[Beowulf] OT? GPU accelerators for finite difference time domain

Sun Apr 1 11:22:33 PDT 2007

> Electromagnetics Research Symposium" in Verona.  There appears
> to be a considerable buzz now around FDTD calculations on GPUs.

the very latest gen GPUs (G80 and as yet unreleased R600) make very 
interesting coprocessors for vector-ish calculations which can be 
expressed using integer or single-precision operations.

> Has anyone any experience of this? How do these products stack
> up against the traditional Beowulf solution?

they _are_ in the spirit of Beowulf, which is all about hacking 
commodity hardware to suit HPC purposes.

> We are planning to buy a new Beowulf in the next few months.

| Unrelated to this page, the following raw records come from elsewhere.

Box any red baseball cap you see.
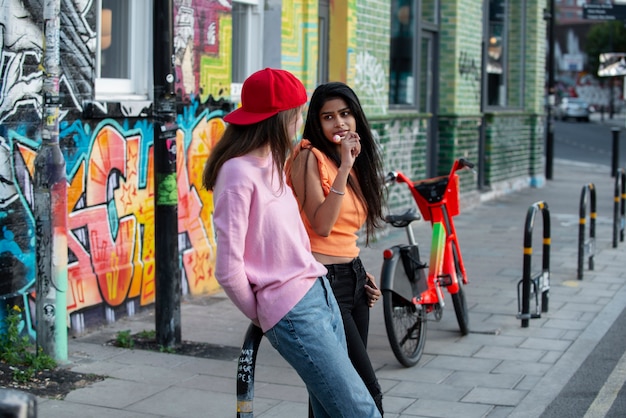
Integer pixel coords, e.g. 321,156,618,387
224,68,308,125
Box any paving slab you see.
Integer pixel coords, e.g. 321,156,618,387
47,157,626,417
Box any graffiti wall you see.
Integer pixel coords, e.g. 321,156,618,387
0,0,232,335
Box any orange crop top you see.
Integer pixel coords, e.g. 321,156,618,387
286,140,366,258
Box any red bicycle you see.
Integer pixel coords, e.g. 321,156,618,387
381,158,474,367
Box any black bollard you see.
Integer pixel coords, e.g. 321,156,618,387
611,127,620,178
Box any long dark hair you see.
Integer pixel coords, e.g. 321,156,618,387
203,107,300,191
302,82,384,243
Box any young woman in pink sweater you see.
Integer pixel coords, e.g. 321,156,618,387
202,68,380,418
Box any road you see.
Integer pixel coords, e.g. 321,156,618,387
553,118,626,171
541,118,626,417
541,306,626,418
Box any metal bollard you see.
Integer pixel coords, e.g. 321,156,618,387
613,168,626,248
577,184,596,280
517,201,551,328
0,389,37,418
611,128,621,178
236,323,264,418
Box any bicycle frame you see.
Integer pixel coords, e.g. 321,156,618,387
393,159,469,309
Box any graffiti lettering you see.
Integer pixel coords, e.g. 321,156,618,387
459,51,481,102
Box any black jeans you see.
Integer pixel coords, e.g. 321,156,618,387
325,257,383,415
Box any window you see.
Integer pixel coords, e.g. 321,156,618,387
484,0,525,109
486,0,506,106
389,0,438,110
232,0,263,84
318,0,330,84
96,0,152,100
389,0,415,106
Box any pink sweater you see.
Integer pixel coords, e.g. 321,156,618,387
212,153,327,332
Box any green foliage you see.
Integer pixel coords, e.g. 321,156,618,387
114,329,180,355
584,21,626,76
115,330,134,348
136,329,156,339
159,345,175,354
0,305,57,383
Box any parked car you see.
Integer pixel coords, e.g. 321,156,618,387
555,98,591,122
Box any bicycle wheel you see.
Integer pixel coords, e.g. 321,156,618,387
383,289,426,367
451,246,469,335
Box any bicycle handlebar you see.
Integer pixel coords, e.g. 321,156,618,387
384,171,398,185
385,158,475,187
457,158,474,170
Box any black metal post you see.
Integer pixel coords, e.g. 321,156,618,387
520,205,536,328
614,170,624,248
546,125,554,181
577,184,596,280
612,127,620,178
545,0,555,180
237,324,264,417
621,170,626,243
540,203,551,313
153,0,181,347
518,201,550,327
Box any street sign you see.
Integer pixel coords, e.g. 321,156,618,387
583,4,626,21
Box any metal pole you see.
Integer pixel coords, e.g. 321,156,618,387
540,203,551,313
577,186,587,280
545,0,555,181
588,184,596,272
154,0,181,347
34,0,68,362
546,124,554,181
612,127,620,178
237,324,264,417
619,168,626,242
614,173,621,248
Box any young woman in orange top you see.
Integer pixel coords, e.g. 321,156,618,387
286,82,386,415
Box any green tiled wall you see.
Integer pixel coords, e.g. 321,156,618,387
438,115,481,190
354,0,547,210
484,113,538,184
370,115,429,211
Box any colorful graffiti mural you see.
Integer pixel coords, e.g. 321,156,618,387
0,0,234,335
174,0,232,101
1,103,225,334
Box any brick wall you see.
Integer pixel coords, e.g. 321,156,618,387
437,0,546,190
354,0,391,117
439,0,483,115
438,116,481,190
484,113,536,185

I'm
> wondering whether I should set aside some funds for GPU instead
> of CPU...

as with any purchase, you need to figure out what your workload needs,
and how you can feed it.  GPGPU requires substantial custom programming 
effort - there is no standardized interface (like MPI) to do it.

GPGPU makes a lot of sense where you have a research project which:
 	- has some large amount of high-level programming resources
 	(say, a top grad student for at least 6 months).
 	- is going to be seriously limited on normal hardware (ie,
 	runs will take 2 years each).
 	- has some promise of running well on GPU hardware (very SIMD,
 	needs to fit into limited memories, integer or 32b float, etc)

the speedup from a GPU is around an order of magnitude (big hand wave here).
the main drawback is that effort is probably not portable to other configs,
probably not to the future, and is probably in conflict with development of 
portable/scalable approaches (say f90/MPI).  really, this issue is quite 
similar to the tradeoff in pursuing FPGA acceleration.

in short, I think the opportunity for GPU is great if you have a pressing
need which cannot be practically satisfied using the conventional approach,
and you're able to dedicate an intense burst of effort at porting to the GPU.

as far as I know, there are not any well-developed libraries which simply
harness whatever GPU you provide, but don't require your whole program to 
be GPU-ized.  the cost of sharing data with a GPU is significant, but 
blas-3 might have a high enough work-to-size ratio to make it feasible.
3d fft's might also be expressible in GPU-friendly terms (the trick would
be to utilize not fight the GPU's inherent memory-access preferences.)
perhaps some MCMC stuff might be SIMD-able?  I doubt that sequence analysis
would make much sense, since GPUs are not well-tuned to access host memory,
and sequence programs are not actually that compute-intensive.  I'd guess 
that anything involving sparse matrices would be difficult to do on a GPU.

my organization will probably build a GPU-oriented cluster soon; I'm pushing
for it, but I'm fearful that we might not have users who are prepared to 
invest the intense effort necessary to take advantage of it.  I have some 
suspicion also that when Intel and AMD talk about greater integration between
CPU and GPU, they're headed in the direction of majorly extended SSE, rather
than something which still has parts called shader, vertex or texture.